Prime Minister Shehbaz Sharif's government is involved in a row with the Supreme Court over the holding of snap polls in two provinces where former leader Imran Khan had dissolved the local governments this year in a bid to force early elections.

The government says it is not economically viable to hold snap elections first ahead of a general election due in October.

Chief Justice Umar Ata Bandial on Wednesday set up a panel of eight judges, to be headed by himself, that on Thursday started discussing the draft law, according to the court's cause list.

The draft law, which has been passed by parliament and sent to the president for assent, cuts down the chief justice's powers to constitute panels, hear appeals or assign cases to judges in his team, according to a copy of the bill.

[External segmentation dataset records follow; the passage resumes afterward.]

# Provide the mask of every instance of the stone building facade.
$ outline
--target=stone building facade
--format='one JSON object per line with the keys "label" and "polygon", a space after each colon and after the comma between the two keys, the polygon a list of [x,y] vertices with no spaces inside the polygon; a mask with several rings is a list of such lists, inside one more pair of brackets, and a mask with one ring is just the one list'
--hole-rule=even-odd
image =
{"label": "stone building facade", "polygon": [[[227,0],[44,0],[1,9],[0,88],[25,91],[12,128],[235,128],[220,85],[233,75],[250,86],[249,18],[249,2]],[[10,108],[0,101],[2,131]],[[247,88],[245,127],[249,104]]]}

"We reject this panel," Law Minister Azam Nazeer Tarar, flanked by all of the government's coalition partners, told a news conference in Islamabad. "We expect that this panel will be dissolved today."

Tarar said there was clear conflict of interest and called on the chief justice to quit.

A parliamentary finance committee on Thursday rejected a bill to issue 21 billion rupees ($73.87 million) in funds for the snap polls, Sharif's aide, Ata Tarar, said.

The chief justice has summoned government finance officials to his chamber on Friday to seek a reply on the funds, warning that non-compliance would have consequences.

The row between the government and the judiciary comes amid economic turmoil, with record inflation and an acute balance of payments crisis, while talks with the IMF to secure $1.1 billion funding as part of a $6.5 billion bailout agreed to in 2019 have not yet yielded fruit.